You should have seen Boston yesterday. The city was packed. What is it about brilliant sunshine that makes people commute into town on their day off? On Newbury Street, a Ferrari and a Lamborghini were double-parked in front of the Armani Café. The duck boats filled with quacking tourists barely squeezed by. In the Public Garden more than a couple of brides bravely faced down wedding photographers, the chiffon and lace billowing among the apple blossoms.

As usual, over by the park's entrance at Beacon and Charles, Mrs. Mallard and her eight ducklings also waited patiently to have their pictures taken.

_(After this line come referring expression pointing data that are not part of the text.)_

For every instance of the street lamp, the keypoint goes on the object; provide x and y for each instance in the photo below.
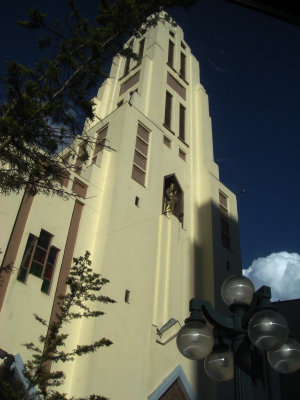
(254, 321)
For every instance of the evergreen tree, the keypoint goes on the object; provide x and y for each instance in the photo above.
(46, 104)
(84, 286)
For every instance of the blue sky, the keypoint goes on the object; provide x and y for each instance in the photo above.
(249, 66)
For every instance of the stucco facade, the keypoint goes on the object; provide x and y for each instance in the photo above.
(160, 260)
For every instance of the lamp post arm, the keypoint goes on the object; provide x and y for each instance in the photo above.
(216, 319)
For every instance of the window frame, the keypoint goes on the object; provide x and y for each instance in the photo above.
(171, 50)
(29, 270)
(143, 155)
(168, 110)
(182, 121)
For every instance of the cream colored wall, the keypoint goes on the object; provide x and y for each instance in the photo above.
(161, 262)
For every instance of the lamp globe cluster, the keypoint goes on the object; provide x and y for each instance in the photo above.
(267, 330)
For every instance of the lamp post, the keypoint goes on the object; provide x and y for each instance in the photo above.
(254, 322)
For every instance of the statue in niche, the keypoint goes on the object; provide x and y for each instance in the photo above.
(170, 199)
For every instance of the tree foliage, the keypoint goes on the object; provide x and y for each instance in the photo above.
(45, 104)
(84, 286)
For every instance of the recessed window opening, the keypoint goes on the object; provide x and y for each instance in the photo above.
(127, 295)
(141, 50)
(100, 143)
(81, 158)
(167, 141)
(168, 109)
(171, 53)
(39, 259)
(224, 220)
(182, 65)
(182, 154)
(140, 155)
(127, 62)
(182, 122)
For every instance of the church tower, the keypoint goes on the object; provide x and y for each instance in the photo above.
(155, 217)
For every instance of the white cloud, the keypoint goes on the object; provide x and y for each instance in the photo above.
(280, 271)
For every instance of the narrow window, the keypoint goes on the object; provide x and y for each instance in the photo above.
(223, 204)
(171, 53)
(127, 295)
(182, 154)
(182, 65)
(27, 258)
(141, 50)
(140, 155)
(127, 62)
(182, 122)
(168, 109)
(100, 143)
(39, 259)
(81, 158)
(167, 141)
(224, 220)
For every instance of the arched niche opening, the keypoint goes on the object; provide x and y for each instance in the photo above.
(173, 197)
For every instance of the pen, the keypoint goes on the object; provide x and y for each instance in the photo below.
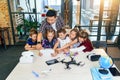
(36, 74)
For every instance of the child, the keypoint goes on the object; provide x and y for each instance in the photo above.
(62, 40)
(74, 34)
(50, 39)
(32, 40)
(83, 38)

In several languages, parents coached their kids to wrap their arms around the little bronze statues and look cute.
Jack the duckling
If you don't know Robert McCloskey children's book, Make Way for Ducklings, it's about a duck family that walks across Boston's Storrow Drive to live in the Back Bay. Maybe not the most rational decision.

(That's Jack in the photo. More photos are here.)

So what gives? Boston traffic is terrible. The waiting lines for seafood are enormous. Practically nothing's on sale. There're no public bathrooms. People make fun of our politicians -- although not so much lately.

Speaking of self-defeating behavior, check out a new McKinsey & Company article titled: "Learning to Let Go: Making Better Exit Decisions." The authors are John T. Horn, Dan P. Lovallo, and S. Patrick Viguerie. It picks up where a previous McKinsey article, "Hidden Flaws in Strategy," leaves off. (See my comment on that article here. McKinsey requires registration.)

Both articles look at the psychology that block executives from changing course in the face of mounting objective evidence they should. Look at both articles if you want to read about all the biases. See also my commentary on an Adventis article, "Innovation by Business Systems." That one proposes a rational system for cutting your losses early.

Two points. First, it doesn't help to only tell people to let go of something they are clearly passionate about. Letting go is not sufficient. Most people will need to find something else to grab onto first. If you really care about getting someone to change their behavior, you need to show them a better behavior.

Second, people who only act rationally (if they could exist at all) could never be successful either at creating a business or innovating one. Creative output comes from the subconscious - the same place a buyer's passion for a product does. The trick is not knowing when to let go -- but when to let yourself go.

It's when they are most in danger that all living creatures become their most passionate, creative, and focused - the very qualities most important for success. That's when "down" (think baby duck feathers on Boston pavement) is not an option.